What is the WTO?
The World Trade Organization (WTO) is the only international organization dealing with the global rules of trade between nations. Its main function is to ensure that trade flows as smoothly, predictably and freely as possible.
World Trade Organization, international body established to promote and enforce global free trade. The World Trade Organization (WTO) was founded in 1993 by the Final Act that concluded the Uruguay Round (1986-1994) of multilateral negotiations under the General Agreement on Tariffs and Trade (GATT) of 1947, which it supersedes, and exists to administer and police the 28 free-trade agreements in the Final Act, oversee world trade practices, and adjudicate trade disputes referred to it by member states.
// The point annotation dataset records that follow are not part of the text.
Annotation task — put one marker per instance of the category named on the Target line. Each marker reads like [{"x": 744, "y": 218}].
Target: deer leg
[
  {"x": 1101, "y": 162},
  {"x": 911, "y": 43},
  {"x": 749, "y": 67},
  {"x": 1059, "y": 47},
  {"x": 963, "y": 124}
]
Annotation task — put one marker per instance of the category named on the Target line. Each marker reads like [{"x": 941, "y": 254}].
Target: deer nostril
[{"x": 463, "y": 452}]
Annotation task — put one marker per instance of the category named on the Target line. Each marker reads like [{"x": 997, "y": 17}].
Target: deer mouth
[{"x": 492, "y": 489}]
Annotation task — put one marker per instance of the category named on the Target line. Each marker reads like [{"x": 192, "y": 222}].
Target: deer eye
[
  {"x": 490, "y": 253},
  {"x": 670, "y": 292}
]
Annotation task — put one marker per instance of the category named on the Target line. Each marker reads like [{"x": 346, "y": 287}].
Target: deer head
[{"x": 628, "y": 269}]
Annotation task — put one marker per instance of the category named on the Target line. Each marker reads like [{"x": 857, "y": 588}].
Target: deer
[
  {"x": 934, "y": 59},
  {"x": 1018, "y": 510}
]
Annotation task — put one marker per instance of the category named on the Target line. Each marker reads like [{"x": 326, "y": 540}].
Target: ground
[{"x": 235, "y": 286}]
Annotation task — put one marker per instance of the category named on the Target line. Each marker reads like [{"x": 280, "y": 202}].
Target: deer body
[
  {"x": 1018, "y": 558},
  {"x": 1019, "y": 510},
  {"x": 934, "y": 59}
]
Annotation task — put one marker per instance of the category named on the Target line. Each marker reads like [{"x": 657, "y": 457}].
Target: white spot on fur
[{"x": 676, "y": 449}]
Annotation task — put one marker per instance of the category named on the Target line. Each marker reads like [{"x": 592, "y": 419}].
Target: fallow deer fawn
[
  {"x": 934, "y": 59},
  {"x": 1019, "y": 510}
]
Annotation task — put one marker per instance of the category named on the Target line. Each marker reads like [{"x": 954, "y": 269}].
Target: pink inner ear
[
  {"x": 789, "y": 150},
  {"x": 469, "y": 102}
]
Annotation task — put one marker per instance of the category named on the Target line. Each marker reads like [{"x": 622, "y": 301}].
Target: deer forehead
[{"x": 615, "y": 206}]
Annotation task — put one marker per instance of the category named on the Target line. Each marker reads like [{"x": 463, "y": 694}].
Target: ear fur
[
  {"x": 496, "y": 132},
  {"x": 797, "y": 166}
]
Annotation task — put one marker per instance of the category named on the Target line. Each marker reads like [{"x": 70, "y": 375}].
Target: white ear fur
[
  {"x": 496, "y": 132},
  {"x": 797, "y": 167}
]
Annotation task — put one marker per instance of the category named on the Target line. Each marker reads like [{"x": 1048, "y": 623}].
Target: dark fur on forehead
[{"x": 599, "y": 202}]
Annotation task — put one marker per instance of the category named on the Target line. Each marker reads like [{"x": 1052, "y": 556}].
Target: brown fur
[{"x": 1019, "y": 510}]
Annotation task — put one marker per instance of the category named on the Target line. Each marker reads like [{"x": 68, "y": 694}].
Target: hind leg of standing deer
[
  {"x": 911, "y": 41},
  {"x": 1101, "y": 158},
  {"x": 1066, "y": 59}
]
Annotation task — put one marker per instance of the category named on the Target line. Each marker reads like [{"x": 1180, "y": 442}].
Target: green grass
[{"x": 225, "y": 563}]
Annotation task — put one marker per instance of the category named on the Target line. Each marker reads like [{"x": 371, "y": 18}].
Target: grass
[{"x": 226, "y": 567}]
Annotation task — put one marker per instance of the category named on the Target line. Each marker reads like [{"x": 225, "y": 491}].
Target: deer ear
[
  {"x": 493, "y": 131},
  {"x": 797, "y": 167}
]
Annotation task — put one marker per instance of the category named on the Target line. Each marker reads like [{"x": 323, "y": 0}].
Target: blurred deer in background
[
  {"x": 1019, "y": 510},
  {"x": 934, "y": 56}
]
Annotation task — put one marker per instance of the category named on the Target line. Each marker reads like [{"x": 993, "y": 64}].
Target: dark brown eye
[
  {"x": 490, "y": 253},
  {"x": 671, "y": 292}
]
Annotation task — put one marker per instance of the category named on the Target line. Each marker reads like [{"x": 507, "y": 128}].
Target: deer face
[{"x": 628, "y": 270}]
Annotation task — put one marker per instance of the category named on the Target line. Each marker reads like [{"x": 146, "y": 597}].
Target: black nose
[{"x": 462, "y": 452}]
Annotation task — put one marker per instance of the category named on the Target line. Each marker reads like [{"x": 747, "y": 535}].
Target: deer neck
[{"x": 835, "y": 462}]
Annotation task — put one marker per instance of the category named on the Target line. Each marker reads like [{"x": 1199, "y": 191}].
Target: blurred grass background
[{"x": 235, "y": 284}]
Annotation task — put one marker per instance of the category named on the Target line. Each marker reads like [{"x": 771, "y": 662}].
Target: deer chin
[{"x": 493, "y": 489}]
Based in Geneva, the WTO began operation on January 1, 1995, with its general council comprising 76 member states; by November 2000 it numbered 140 members. Unlike its predecessor, it is a formally constituted entity whose rules are legally binding on its member states, but it is independent of the United Nations. It provides a framework for the rule of law in international trade, expanding the brief of GATT regulations to include trade in services, intellectual property rights, and investment. Its standing general council is made up of member states’ ambassadors to the WTO, who also serve on various subsidiary and specialist committees. This is overseen by the ministerial conference that meets every two years and appoints the WTO’s director-general. Renato Ruggiero, former Italian trade minister, became the first full-time director-general of the WTO on May 1, 1995. He was replaced on September 1, 1999, by the former prime minister of New Zealand, Michael Moore. Trade disputes referred to the WTO are adjudicated by a disputes panel composed of WTO officials; nations can appeal against rulings to a WTO appellate body, whose decision is final.
In February 1997 the WTO concluded a landmark agreement liberalizing telecommunications trade between its members. In March 1999 the United States imposed sanctions on selected European Union (EU) goods following a WTO ruling against EU tariffs on bananas; the dispute broadened later the same month when the WTO ruled against an EU ban on US beef reared with growth hormones. In May 1999 the WTO suffered a severe internal dispute over the choice of a successor to Renato Ruggiero. At the Seattle summit in November 1999 the WTO’s failure to reach any kind of agreement on the opening up of previously protected areas of trade was seen as a major blow to the free-trade movement. In the same month China and the United States signed a historic agreement that paved the way for China to join the WTO. However, the deal still required formal approval from the United States, the EU, Canada, and other countries. As of early 2001, such agreement had still to materialize. The settlements administered by the WTO are expected to increase annual world trade by at least US$755 billion by the year 2002, raising annual world income by some US$235 billion.